4. The nail polish brush should be bent against the lip of the bottle to reduce an extra polish. The color should never drip off the brush.
5. Fan the brush as you paint.
6. Only when the first thin coat is dry should you apply the second. Baek says you don't have to use a second coat at all if you like the way the first looks.
7. Baek says to work slowly and don't fear mistakes, as ``they're easy to fix!''
8. Once the polish is dry, apply the top coat.
9. Use a cotton swab dipped in nail polish remover to eliminate excess polish alongside the nail.
10. Let them dry. Do the next hand.
WHAT OTHER EXPERTS ADVISE
Paula Ford, a nail technician at J Sisters International (669 Lincoln Rd., Miami Beach; 305-672-7142), says the most common mistake she sees among do-it-yourself-ers is cuticles that look like they've taken a beating.
''You can't push the cuticles too much,'' Ford said. ``And you have to be careful not to cut too much.''
Remember, she says, they should never bleed.
Baek shows readers how to file nails into different shapes, but Ford recommends only one silhouette: square.
''It should be not sharp -- round on the sides,'' she says. ``To me, square looks more natural.''
Antonia Moforis, owner of The Hand and Foot Company (5792 Sunset Dr., South Miami; 305-668-0504), says making a homemade brew that effectively exfoliates and conditions after cutting the cuticle is easy.
She says that a scrub with chemical preservatives may feel good at the time but ultimately will dry out your skin.
Instead, mix salt, oatmeal and olive oil.
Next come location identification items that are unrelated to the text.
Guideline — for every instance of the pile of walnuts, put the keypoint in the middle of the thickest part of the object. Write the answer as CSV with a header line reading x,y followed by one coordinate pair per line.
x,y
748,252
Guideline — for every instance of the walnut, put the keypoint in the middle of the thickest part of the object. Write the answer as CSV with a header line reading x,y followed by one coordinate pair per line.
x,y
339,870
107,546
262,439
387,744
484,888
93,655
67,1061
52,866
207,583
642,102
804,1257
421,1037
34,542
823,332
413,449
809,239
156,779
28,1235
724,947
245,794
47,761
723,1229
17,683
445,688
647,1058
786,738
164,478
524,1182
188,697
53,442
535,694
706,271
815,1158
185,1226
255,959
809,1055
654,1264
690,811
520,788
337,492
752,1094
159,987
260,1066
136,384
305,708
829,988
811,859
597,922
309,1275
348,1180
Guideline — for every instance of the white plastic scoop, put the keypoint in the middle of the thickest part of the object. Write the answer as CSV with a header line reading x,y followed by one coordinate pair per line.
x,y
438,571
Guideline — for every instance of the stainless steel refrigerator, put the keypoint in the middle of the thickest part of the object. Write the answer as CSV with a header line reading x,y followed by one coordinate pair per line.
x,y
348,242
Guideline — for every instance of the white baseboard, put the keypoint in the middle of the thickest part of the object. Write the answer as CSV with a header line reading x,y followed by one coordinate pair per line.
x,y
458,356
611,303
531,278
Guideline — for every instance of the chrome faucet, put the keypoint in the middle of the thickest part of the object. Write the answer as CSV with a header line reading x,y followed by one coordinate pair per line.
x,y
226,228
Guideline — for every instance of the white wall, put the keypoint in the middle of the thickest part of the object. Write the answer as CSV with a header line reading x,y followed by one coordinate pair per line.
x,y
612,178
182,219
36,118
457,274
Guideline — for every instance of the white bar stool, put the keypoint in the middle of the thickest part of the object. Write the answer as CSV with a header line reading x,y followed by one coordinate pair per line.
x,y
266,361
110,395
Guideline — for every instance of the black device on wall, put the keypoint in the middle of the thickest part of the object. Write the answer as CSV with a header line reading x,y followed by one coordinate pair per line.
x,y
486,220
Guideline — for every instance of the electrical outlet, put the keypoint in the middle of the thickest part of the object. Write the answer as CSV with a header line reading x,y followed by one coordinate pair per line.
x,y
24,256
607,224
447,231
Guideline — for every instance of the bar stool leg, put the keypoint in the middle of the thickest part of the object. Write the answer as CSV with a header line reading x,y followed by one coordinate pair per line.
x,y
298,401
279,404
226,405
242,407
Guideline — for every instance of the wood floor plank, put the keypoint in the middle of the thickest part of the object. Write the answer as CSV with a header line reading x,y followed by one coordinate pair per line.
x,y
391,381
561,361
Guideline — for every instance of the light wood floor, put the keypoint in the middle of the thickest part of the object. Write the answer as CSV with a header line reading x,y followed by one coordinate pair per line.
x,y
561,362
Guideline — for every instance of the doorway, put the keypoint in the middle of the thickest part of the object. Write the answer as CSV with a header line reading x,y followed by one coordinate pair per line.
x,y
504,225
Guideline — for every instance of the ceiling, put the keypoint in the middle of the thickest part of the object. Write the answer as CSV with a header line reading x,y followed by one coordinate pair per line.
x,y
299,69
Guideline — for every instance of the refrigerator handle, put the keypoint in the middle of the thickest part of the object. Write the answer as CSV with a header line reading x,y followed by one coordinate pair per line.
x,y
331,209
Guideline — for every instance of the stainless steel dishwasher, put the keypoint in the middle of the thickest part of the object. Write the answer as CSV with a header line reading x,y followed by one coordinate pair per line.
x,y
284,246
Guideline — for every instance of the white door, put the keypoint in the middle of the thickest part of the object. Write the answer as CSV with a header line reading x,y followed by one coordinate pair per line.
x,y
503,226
Throw in some essential oil from any health food store (Moforis prefers lavender, peppermint or eucalyptus) and some tea tree oil. You can also ground up an orange peel and toss that in, too, along with some of the juice, she says.
Even better: add a few tablespoons of evaporated milk from the grocery store.
''It's true about Cleopatra that she used to soak in milk,'' Moforis says; the benefits are many.